# Stolen Scadden



## threshershark (Sep 7, 2007)

Thought I'd throw this on the forum just in case. My buddy Colby had his pontoon stolen. It's quite recognizeable because of the carpeted deck. If you see it, flood tubes 1-4, open outer doors, and put fish in the water.


----------



## Al Hansen (Sep 7, 2007)

I'll say it again. **** Thieves. :twisted:


----------



## Treehugnhuntr (Sep 7, 2007)

I shall be on the lookout for yonder D-bag and tie a noose in my ski rope to drag him/her around the lake.

Hose monsters.


----------



## Troll (Oct 21, 2008)

The long thin Scaddens are not that common. 1 year I think before they went with the doubles.
It will be easy to spot, and if I do, which police depatment is the theft report filed with so I can let the arresting officer know.


----------



## Troll (Oct 21, 2008)

Fly goddes has posted about this on another website with some good pictures.

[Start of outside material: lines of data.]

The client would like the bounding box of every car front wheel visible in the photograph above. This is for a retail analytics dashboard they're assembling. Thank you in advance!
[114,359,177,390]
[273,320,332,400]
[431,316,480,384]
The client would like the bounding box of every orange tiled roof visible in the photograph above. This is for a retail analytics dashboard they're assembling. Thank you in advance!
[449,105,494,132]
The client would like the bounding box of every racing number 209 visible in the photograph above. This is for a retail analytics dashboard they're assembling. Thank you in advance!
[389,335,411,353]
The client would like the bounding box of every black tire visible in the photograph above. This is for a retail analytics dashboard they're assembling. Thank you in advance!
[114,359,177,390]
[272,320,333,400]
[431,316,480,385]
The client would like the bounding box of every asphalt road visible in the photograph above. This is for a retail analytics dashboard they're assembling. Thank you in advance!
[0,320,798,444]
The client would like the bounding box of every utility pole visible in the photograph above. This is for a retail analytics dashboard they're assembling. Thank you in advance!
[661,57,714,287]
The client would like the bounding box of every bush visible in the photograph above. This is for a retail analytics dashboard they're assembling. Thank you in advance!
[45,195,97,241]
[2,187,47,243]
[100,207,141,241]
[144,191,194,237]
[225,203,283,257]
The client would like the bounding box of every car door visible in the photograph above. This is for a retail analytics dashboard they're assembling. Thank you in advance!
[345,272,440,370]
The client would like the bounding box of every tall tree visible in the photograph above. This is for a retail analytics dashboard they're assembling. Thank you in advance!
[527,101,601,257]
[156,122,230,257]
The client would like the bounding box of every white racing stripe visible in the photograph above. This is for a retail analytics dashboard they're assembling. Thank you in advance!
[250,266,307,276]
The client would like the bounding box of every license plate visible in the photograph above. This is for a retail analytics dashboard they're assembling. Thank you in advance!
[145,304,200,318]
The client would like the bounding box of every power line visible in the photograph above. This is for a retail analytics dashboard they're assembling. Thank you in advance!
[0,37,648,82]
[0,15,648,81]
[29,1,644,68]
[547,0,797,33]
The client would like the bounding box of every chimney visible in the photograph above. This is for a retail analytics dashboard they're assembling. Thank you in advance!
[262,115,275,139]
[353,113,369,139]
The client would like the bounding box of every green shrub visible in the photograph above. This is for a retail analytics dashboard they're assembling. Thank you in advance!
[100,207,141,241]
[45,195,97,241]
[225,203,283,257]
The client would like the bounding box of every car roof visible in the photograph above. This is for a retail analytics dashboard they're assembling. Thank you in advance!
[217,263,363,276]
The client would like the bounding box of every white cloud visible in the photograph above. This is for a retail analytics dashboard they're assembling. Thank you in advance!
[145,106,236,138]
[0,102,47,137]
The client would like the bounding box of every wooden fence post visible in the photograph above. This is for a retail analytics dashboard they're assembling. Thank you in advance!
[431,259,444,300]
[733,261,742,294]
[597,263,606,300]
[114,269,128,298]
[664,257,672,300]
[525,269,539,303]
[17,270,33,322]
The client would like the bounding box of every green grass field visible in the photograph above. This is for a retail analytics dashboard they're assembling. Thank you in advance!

It should be noted that this toon has a "purple" frame. They can't be to common.


----------



## FishMogul (Sep 8, 2007)

I hate thieving D-Bags man..where was it stolen from his home or at some water?


----------



## Nueces (Jul 22, 2008)

Sorry to hear it. That's a good pic of the float with the blue on the back. Hopefully someone will see it. :evil:


----------